The jobs aspect is a curious one. Again comparing the data we obtained from the sector to those shared by the sector in The National it appears that the economic output per worker has increased from £12,121 per worker, per year in Common Weal’s dataset to £17,614 per worker, per year in the claims published by the sector this week. In a world wrestling with the problem of trying to increase productivity, a sector somehow producing a productivity boost of 45% should be global headline news.
The fact that it isn’t should be telling. I’ve long been wary of claims resting on “jobs supported by” a sector. My study of the flawed economics behind fracking found many cases of jobs figures being grossly inflated by including jobs that would almost certainly exist anyway without the sector such as a local postal delivery worker who happened to occasionally drop a letter in at the office. I would challenge the grouse hunting sector to produce a more detailed breakdown of where the jobs they are claiming actually come from.

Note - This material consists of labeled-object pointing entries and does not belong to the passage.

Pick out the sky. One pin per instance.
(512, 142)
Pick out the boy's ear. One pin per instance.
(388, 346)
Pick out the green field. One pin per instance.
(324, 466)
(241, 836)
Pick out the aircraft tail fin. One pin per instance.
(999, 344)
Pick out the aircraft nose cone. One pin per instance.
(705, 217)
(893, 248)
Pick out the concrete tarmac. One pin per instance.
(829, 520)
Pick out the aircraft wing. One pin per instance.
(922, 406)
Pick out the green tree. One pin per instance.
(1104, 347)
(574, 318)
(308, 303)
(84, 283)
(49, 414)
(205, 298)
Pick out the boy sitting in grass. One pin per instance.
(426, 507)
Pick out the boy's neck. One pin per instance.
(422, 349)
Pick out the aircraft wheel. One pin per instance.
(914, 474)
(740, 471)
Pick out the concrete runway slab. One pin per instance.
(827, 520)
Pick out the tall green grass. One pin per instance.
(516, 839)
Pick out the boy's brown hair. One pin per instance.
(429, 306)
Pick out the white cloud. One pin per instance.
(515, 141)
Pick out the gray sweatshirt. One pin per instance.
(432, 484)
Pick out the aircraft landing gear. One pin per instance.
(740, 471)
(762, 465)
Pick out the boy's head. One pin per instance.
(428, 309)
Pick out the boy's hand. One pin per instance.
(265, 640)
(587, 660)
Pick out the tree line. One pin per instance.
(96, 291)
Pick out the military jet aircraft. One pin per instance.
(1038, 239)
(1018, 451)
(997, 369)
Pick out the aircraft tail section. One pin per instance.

But let’s look at this analysis from another angle. Remember that the grouse hunting consumes almost a fifth of the total land area of Scotland. Imagine there was no industry and you were charged with presenting the proposal to investors. Imagine saying that you wanted to use almost a fifth of a country to sustain only a few thousands jobs and produce £155 million in economic activity (at most). Even if the sector’s latest estimates are more accurate than our previous data then it still only represents less than £150 of economic activity per hectare of land. We have found that almost any other use of land would produce economic benefits which far outweigh the value of hunting. Agriculture produces around £500 per hectare. Forestry, around £900 per hectare. And those are two of the next lowest on our list. The same goes for jobs where activities like forestry would sustain more than twice as many jobs per hectare of land than grouse hunting does.
So imagine placing your grouse hunting business case in front of Scottish Minsters to capture a fifth of Scotland for one of the least economically powerful activities one can conceive of and then counting the seconds until they leave the room.
But, the sector responds, what of the “mosaic of sustainable land uses supporting fragile rural economy”? Have they considered that their monocropping of vast areas of Scotland is part of the reason for that fragility? There is no “mosaic” in Scotland’s estates – except perhaps the distinctive patterns of heather burning across the hills – as anything which competes with or distracts from the intensive maintenance of grouse is to be extirpated. There is strength in diversity both economically and environmentally and Scotland’s rural economies would greatly benefit from more of this approach. As we look towards a generation of effort to transform Scotland with a Green New Deal we must look to the least productive fifth of Scotland’s land as a potential contributor. Our research has illustrated what it could look like if we adopted a more robust, mixed use economy including forestry, agriculture, tourism, energy and housing. It will contribute billions more to the Scottish economy and sustain tens of thousands of more jobs.
But there is one section of The National’s report where the grouse hunting lobby is correct. This won’t be a quick or an easy replacement. We’re not arguing that it would be and I don’t think anyone else is either.
We’re not arguing that it’ll be easy. We’re arguing that it’ll be worth the effort.